The interior of the tent was surprisingly warm; the strange weather lately had caused them to go through periods of heat, matched with freezing cold and heavy rainfall, sometimes all at once. The asteroid’s impact had started to lose some of its effects, but it had rained like a bitch over most of North America, if not the world. Floods and dams breaking had caused heavy damage all over both Americas; he’d heard that the Panama Canal and other waterways had been rendered completely useless by the effects of the tidal waves and the flooding. The handful of other soldiers gathered together still felt strange; the Army had grown far too used to meetings that involved video conferencing and hardly any face-to-face contact. He felt as if it were dangerous; with the aliens and their power around, it hardly mattered. No suicide bombers would get though the battalion out patrolling around the camp… and the aliens might be able to track a videoconference.
“TEN-HUT,” the sergeant-major at one end of the room said. It was another sign of how far they’d fallen; once again, a paper map from a school had been pressed into service for the soldiers. They stood to attention.
“At ease,” General Harrison said, his voice weaker than Fardell remembered from their last meeting. Everyone relaxed slightly, but remained standing until he saluted them back and waved them onto the benches; they too had been removed from one of the schools nearby. The entire civilian population of the area was supposed to have been evacuated, but Fardell knew there were still tens of thousands of people in the cities. “As you know, we have accomplished wonders in securing the general area, moving out the wounded to hospitals further inside the country, and org
anising our reinforcement by light infantry and light armoured units from the various National Guards. The reserves were, of course, already called up; many of the reserve units are already preparing to enter the war.”

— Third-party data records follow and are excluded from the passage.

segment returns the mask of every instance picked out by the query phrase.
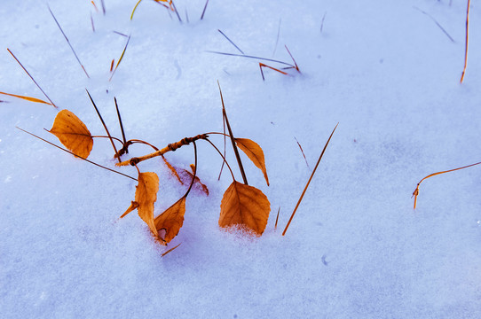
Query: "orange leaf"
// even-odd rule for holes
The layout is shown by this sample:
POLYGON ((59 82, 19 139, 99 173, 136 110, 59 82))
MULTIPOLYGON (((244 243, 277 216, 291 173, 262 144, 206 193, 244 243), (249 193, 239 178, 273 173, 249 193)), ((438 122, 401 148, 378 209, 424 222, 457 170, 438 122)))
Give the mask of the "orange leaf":
POLYGON ((155 218, 155 229, 158 231, 165 230, 165 236, 162 238, 165 243, 170 242, 178 234, 184 223, 185 213, 185 197, 183 197, 155 218))
POLYGON ((59 112, 50 133, 53 134, 74 154, 87 159, 93 146, 91 132, 75 114, 68 110, 59 112))
POLYGON ((139 173, 138 185, 135 191, 138 216, 146 222, 155 236, 157 230, 154 222, 154 203, 157 200, 157 191, 159 191, 159 176, 153 172, 139 173))
POLYGON ((269 177, 265 169, 265 160, 264 152, 258 144, 248 138, 234 138, 237 146, 249 158, 250 160, 264 173, 264 178, 269 186, 269 177))
POLYGON ((219 226, 245 226, 260 236, 270 211, 271 203, 261 191, 234 181, 224 193, 219 226))
POLYGON ((120 218, 125 217, 125 215, 126 215, 127 214, 129 214, 129 213, 130 213, 130 212, 136 210, 136 208, 138 208, 138 203, 132 200, 132 202, 130 202, 130 206, 129 206, 129 208, 127 208, 127 210, 125 211, 125 213, 123 213, 120 218))

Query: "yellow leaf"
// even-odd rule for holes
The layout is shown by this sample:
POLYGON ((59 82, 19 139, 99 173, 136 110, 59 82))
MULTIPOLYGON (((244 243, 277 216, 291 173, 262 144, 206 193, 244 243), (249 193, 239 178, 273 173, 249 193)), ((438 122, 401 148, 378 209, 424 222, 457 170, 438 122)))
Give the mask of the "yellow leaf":
POLYGON ((267 177, 267 170, 265 169, 265 160, 264 159, 264 152, 258 144, 249 140, 248 138, 234 138, 237 146, 249 158, 263 173, 264 178, 269 186, 269 177, 267 177))
POLYGON ((129 208, 127 208, 127 210, 125 211, 125 213, 123 213, 123 214, 122 214, 122 216, 120 216, 120 218, 125 217, 125 215, 126 215, 127 214, 129 214, 129 213, 130 213, 130 212, 136 210, 138 207, 138 203, 136 202, 136 201, 132 201, 132 202, 130 203, 130 206, 129 206, 129 208))
POLYGON ((147 224, 154 235, 157 230, 154 222, 154 203, 157 200, 159 191, 159 176, 155 173, 138 174, 138 185, 135 191, 135 202, 138 205, 138 216, 147 224))
POLYGON ((183 197, 155 218, 155 229, 158 231, 165 230, 165 236, 162 238, 165 243, 170 242, 178 234, 184 223, 185 213, 185 197, 183 197))
POLYGON ((224 193, 219 226, 245 226, 260 236, 270 212, 271 203, 261 191, 234 181, 224 193))
POLYGON ((50 133, 74 154, 87 159, 93 146, 91 132, 75 114, 68 110, 59 112, 50 133))

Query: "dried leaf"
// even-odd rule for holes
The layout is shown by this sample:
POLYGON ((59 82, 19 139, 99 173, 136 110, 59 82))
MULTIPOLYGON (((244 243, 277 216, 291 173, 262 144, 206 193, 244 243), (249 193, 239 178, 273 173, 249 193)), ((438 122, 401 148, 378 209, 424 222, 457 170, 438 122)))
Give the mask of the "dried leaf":
POLYGON ((157 200, 157 191, 159 191, 159 176, 153 172, 139 173, 138 185, 135 191, 138 216, 146 222, 155 236, 157 230, 154 222, 154 203, 157 200))
POLYGON ((162 238, 165 243, 170 242, 178 234, 178 230, 184 223, 185 213, 185 197, 183 197, 165 212, 155 217, 156 230, 165 230, 165 236, 162 238))
POLYGON ((136 210, 137 207, 138 207, 138 203, 132 200, 132 201, 130 202, 130 206, 129 206, 129 208, 127 208, 127 210, 125 211, 125 213, 123 213, 123 214, 122 214, 122 216, 120 216, 120 218, 125 217, 125 215, 126 215, 127 214, 129 214, 129 213, 130 213, 130 212, 136 210))
POLYGON ((59 112, 50 133, 53 134, 74 154, 87 159, 93 146, 91 132, 75 114, 68 110, 59 112))
POLYGON ((267 170, 265 169, 265 160, 264 152, 258 144, 249 140, 248 138, 235 138, 237 146, 249 158, 263 173, 267 186, 269 186, 269 177, 267 177, 267 170))
MULTIPOLYGON (((193 173, 195 172, 195 166, 193 164, 190 165, 190 167, 193 171, 193 173, 191 173, 185 168, 172 166, 169 161, 167 161, 167 160, 163 156, 162 159, 167 167, 169 167, 169 169, 170 170, 171 175, 176 177, 176 179, 178 181, 178 183, 180 183, 181 185, 190 185, 193 177, 193 173)), ((193 183, 194 186, 200 188, 201 191, 203 191, 207 196, 209 196, 209 188, 205 184, 203 184, 202 182, 201 182, 201 179, 198 176, 195 176, 193 183)))
POLYGON ((220 204, 220 227, 245 226, 262 235, 267 225, 271 204, 255 187, 233 182, 220 204))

He tapped one part of the map, coloured red with a crayon, with one long finger. “There are also several Special Forces units and civilian resistance units operating within the known alien occupation zone,” he continued. “The Donkeys” – the name had been coined by some REMF who’d never had to face the aliens, but it had stuck – “have been patrolling heavily, but we seem to have a slight advantage in insurgent warfare; it helps that we know the entire area much better than they do. The Donkeys have been using their drones to cover their own flanks; we have not been shooting the drones down because this serves as a way of leading us to their forces. The Green Berets and others have used this to launch hit and run raids; striking the aliens, getting in a few blows, and then scattering. We have some reason to believe that this has been pissing the aliens off.”
There were some laughs.
“Regardless, the aliens have been happily establishing themselves in Washington and the surrounding area,” General Harrison snapped.
The laughter died.
“They have been trying to establish an orbital elevator to their ships in orbit, rather like we used artificial piers back during the Second World War. One of those is already working in Egypt, along the border with North Africa; the aliens are using it to ship tens of thousands more of their soldiers to the surface. Once the elevator over there” – he waved in the direction of Washington – “is completed, they will do the same…and come heading this way with additional troops and equipment. At the moment, they have a beachhead – an incredibly vulnerable beachhead. Our job is to destroy it.”